Matthew 22:21, Mark 12:17 and Luke 20:25 record the familiar phrase “render unto Caesar the things that are Caesar’s and to God the things that are God’s.” The fact that all three of the Synoptic Gospels record this saying is an indication to me that it is very important. There is something here that I am supposed to get.
Hearing this taught while growing up in the church and reading the Gospels for myself, I never encountered any idea that this passage might be saying anything more than it is right to pay taxes.
The government has the authority to demand taxes and we are called to be obedient and pay them. Recently, when reflecting on this verse, it seems to met that In addition to taxes, the government, or world system, can demand our time, our effort and our intellectual power. In short, Caesar, as representative of the world system can demand our resources from us.
The world can demand our resources but what are we to render to God?

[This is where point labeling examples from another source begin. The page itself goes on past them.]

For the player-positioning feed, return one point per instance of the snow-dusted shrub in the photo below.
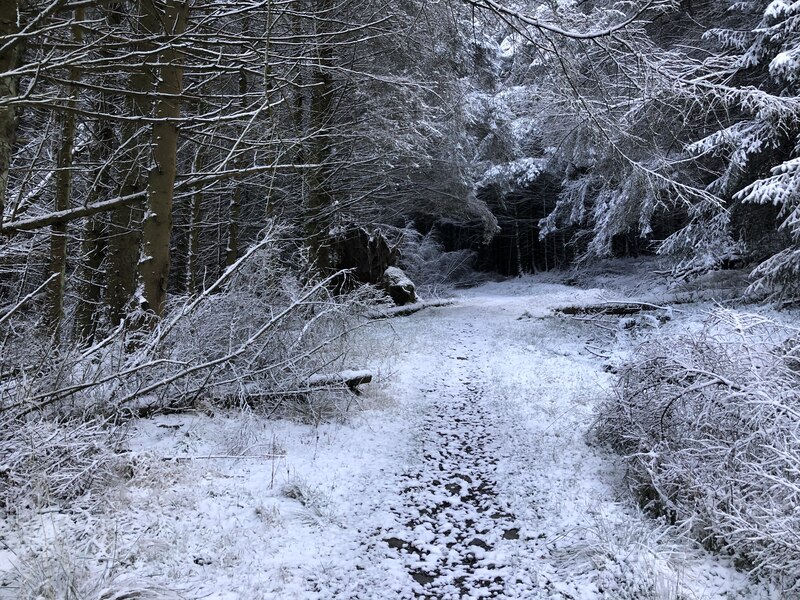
(42, 461)
(425, 261)
(710, 426)
(255, 336)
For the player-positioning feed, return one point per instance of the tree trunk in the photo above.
(155, 261)
(92, 254)
(63, 191)
(125, 226)
(8, 89)
(320, 198)
(193, 243)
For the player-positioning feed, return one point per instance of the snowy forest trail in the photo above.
(502, 495)
(465, 472)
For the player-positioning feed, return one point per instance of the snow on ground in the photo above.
(464, 471)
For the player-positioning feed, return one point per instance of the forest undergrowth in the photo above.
(707, 421)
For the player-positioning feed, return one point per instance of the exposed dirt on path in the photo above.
(450, 501)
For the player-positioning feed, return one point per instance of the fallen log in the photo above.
(408, 309)
(618, 309)
(352, 379)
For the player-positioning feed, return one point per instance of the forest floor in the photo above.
(465, 470)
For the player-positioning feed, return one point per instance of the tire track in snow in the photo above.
(457, 536)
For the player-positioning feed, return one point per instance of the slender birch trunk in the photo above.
(155, 260)
(8, 89)
(63, 191)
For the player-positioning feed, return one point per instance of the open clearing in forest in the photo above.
(464, 470)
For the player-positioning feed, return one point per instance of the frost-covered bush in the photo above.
(710, 426)
(255, 336)
(425, 261)
(42, 461)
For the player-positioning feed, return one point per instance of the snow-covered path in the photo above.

1 Corinthians 6:20 tells us that we, as believers, have been purchased for God, therefore we belong to God. The thing that we need to render to God is us. To render myself to God is to acknowledge that he is in the ownership position and I am to do his bidding. We get a sense of this from openings verses of Paul’s letters where he refers to himself as a bond slave of Jesus Christ. Paul had that sense of ownership that we are to have.

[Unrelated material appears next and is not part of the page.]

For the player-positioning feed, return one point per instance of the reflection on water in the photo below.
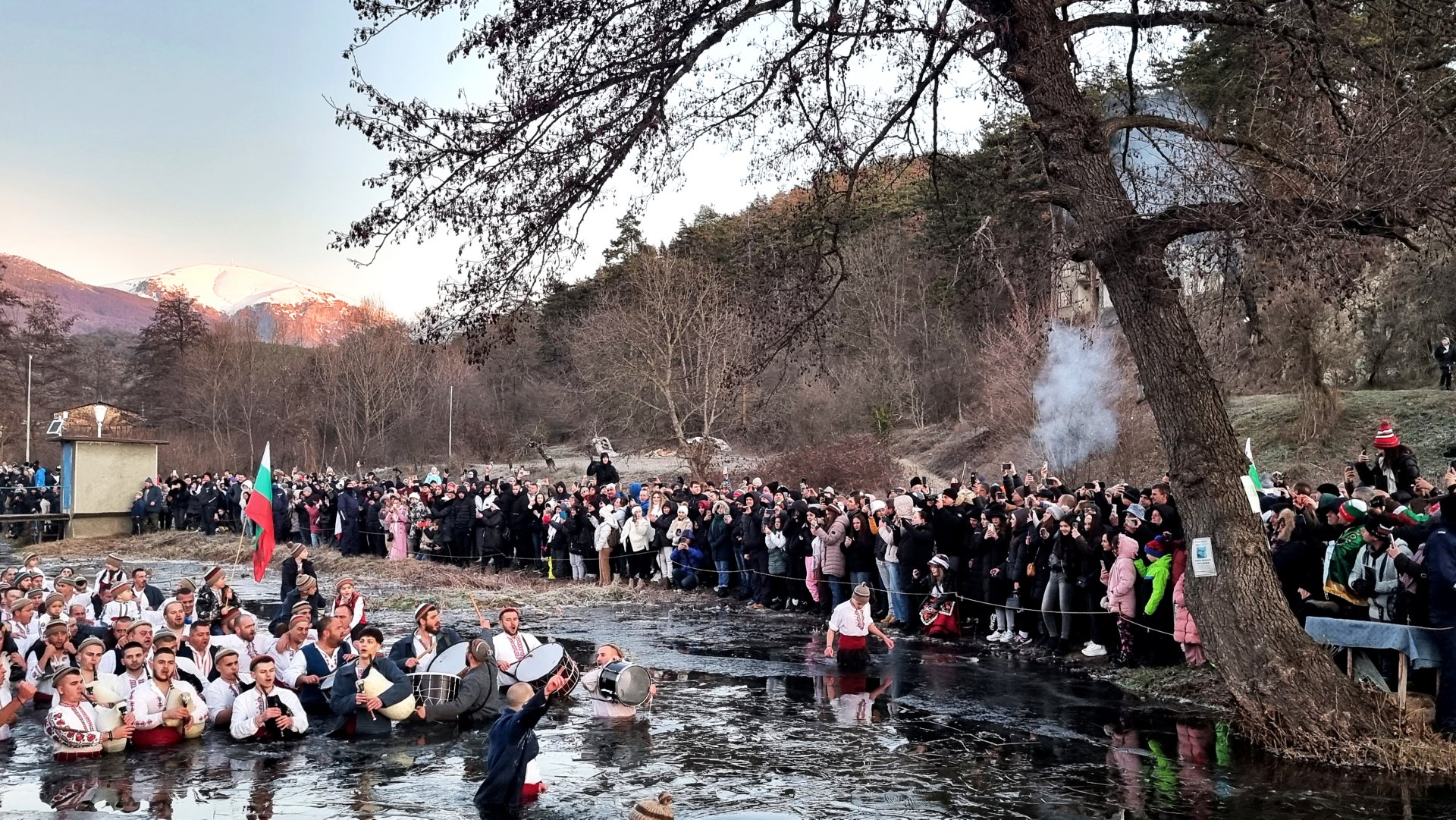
(752, 717)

We are to render our resources to the world and our selves to God. This seems very straight forward and should be easy, right?
it is not so easy. I have observed in myself and others that the opposite often takes place. It is too easy to have a punch-the-clock mentality with regard to our Christianity. Put in the time, give our tithe, perform that ministry, and we satisfied our obligation. I sometimes get it backwards and give myself to pursuit of what the world tells me I should value while being content to give a small portion of my resources to God. It is to easy to get this entirely backwards.
Jesus, quoting from Isaiah 29:13, said of the Israelites of his day, “this people honors me with their lips, but their heart is far from me. (Matthew 15:8). There are times when I’m going through the motions and my heart is not wholly devoted to God, even when participating in church or ministry.
Perhaps the beginning of revival is for us to examine ourselves for misplaced affections, repent and give to God what is his. He bought us at a very high price.